Japans Industrie bleibt im Rückwärtsgang

Die japanische Industrie hat im März ihre Produktion weiter zurückgefahren. Die Reduzierung fiel so hoch aus wie seit fast drei Jahren nicht mehr, wie aus dem veröffentlichten Markit/Nikkei-Einkaufsmanagerindex hervorgeht. Demnach fiel der Teilindex auf 46,9 Zähler nach 47,4 Punkten im Februar. Ab einem Wert von über 50 Zählern wird Wachstum signalisiert.

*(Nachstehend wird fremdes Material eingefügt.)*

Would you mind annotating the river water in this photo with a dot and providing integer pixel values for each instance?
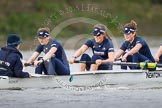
(110, 97)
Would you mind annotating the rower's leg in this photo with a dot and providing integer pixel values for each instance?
(40, 68)
(83, 66)
(59, 68)
(129, 59)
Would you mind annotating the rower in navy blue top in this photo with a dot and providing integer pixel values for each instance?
(10, 59)
(102, 49)
(158, 55)
(134, 49)
(54, 62)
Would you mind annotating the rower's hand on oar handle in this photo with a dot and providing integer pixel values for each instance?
(36, 63)
(98, 62)
(156, 59)
(72, 60)
(28, 64)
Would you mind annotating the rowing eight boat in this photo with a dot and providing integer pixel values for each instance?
(84, 80)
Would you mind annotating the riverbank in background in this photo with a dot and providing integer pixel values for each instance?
(24, 17)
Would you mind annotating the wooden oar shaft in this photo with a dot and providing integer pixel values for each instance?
(141, 64)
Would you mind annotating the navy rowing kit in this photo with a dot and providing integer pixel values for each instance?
(11, 64)
(57, 64)
(144, 54)
(100, 51)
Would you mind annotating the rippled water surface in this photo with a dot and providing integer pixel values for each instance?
(108, 97)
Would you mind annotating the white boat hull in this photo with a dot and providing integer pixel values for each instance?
(84, 80)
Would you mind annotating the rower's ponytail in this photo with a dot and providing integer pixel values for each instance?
(103, 27)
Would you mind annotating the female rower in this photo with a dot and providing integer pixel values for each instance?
(158, 55)
(102, 48)
(10, 59)
(54, 62)
(134, 48)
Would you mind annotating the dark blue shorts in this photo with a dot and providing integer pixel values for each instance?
(86, 57)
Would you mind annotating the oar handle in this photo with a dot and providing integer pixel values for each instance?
(29, 64)
(86, 62)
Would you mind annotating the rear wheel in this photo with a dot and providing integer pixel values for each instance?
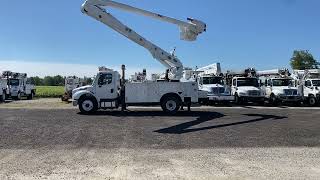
(170, 104)
(88, 105)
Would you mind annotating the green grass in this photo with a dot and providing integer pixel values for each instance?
(49, 91)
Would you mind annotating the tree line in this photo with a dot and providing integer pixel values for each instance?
(57, 80)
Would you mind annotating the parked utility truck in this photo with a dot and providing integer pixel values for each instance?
(211, 80)
(71, 83)
(19, 85)
(245, 86)
(278, 86)
(3, 89)
(108, 91)
(308, 83)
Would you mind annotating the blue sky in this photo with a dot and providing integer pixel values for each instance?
(241, 33)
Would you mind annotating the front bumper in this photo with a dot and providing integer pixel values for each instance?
(290, 98)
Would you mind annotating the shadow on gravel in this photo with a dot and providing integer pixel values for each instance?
(183, 128)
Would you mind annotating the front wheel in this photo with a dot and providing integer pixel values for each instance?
(170, 104)
(88, 105)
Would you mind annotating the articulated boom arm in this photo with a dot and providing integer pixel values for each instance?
(189, 31)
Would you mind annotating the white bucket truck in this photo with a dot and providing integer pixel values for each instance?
(19, 85)
(71, 83)
(308, 83)
(3, 89)
(108, 91)
(278, 86)
(245, 86)
(211, 80)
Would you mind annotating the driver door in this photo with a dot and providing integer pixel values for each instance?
(106, 87)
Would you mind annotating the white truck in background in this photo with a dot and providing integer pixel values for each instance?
(308, 83)
(109, 91)
(3, 89)
(19, 85)
(211, 79)
(71, 83)
(278, 86)
(245, 86)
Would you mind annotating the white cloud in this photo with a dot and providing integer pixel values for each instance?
(42, 69)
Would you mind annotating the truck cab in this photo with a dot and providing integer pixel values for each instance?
(280, 89)
(215, 87)
(246, 89)
(311, 91)
(106, 92)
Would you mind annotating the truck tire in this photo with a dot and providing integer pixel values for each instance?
(88, 105)
(273, 100)
(170, 104)
(312, 101)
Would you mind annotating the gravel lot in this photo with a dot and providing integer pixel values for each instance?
(208, 143)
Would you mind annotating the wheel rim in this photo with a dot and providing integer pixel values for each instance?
(171, 105)
(87, 105)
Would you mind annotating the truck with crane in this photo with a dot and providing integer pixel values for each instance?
(245, 86)
(110, 90)
(3, 89)
(308, 83)
(19, 85)
(278, 86)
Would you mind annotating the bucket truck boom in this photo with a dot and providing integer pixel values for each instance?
(189, 31)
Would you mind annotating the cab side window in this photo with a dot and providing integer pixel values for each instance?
(105, 79)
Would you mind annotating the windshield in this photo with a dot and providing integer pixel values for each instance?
(248, 82)
(281, 82)
(316, 82)
(212, 80)
(14, 82)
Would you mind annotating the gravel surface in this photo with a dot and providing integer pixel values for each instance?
(208, 143)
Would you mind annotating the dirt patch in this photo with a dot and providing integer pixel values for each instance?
(41, 103)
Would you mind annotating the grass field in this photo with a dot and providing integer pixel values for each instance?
(49, 91)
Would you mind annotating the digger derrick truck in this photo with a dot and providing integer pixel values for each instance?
(245, 86)
(3, 89)
(278, 86)
(211, 80)
(109, 91)
(308, 83)
(19, 85)
(71, 83)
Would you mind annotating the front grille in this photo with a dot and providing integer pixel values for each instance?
(217, 90)
(291, 92)
(254, 93)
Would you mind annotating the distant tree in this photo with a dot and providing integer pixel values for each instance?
(303, 60)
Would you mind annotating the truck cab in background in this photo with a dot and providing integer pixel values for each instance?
(278, 86)
(3, 89)
(19, 85)
(308, 84)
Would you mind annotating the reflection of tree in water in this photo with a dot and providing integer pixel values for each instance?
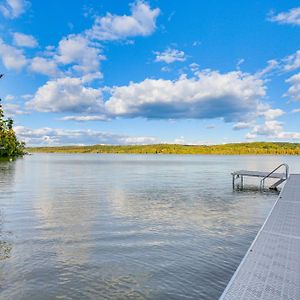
(7, 172)
(5, 247)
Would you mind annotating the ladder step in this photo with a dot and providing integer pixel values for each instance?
(275, 185)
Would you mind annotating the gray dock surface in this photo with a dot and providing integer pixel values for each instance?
(271, 267)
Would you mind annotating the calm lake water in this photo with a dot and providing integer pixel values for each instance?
(85, 226)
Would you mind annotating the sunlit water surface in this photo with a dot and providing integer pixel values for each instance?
(81, 226)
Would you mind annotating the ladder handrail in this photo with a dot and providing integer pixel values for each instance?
(262, 182)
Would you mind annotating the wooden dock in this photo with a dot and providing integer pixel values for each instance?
(270, 269)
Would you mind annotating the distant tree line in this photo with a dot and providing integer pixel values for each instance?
(255, 148)
(10, 147)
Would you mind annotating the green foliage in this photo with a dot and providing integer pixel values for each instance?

Der aktuelle Wert der japanischen Industrieproduktion ist der niedrigste seit Mai 2016. Hintergrund sei die schwächere Nachfrage sowohl im In- als auch im Ausland, sagte Joe Hayes, Volkswirt bei IHS Markit, das die Umfrage zusammenstellt. Die Entwicklung begründen Analysten mit der Konjunkturschwäche des wichtigsten japanischen Handelspartners China. Auch die weltweiten Handelsstreitigkeiten machten sich demnach bemerkbar.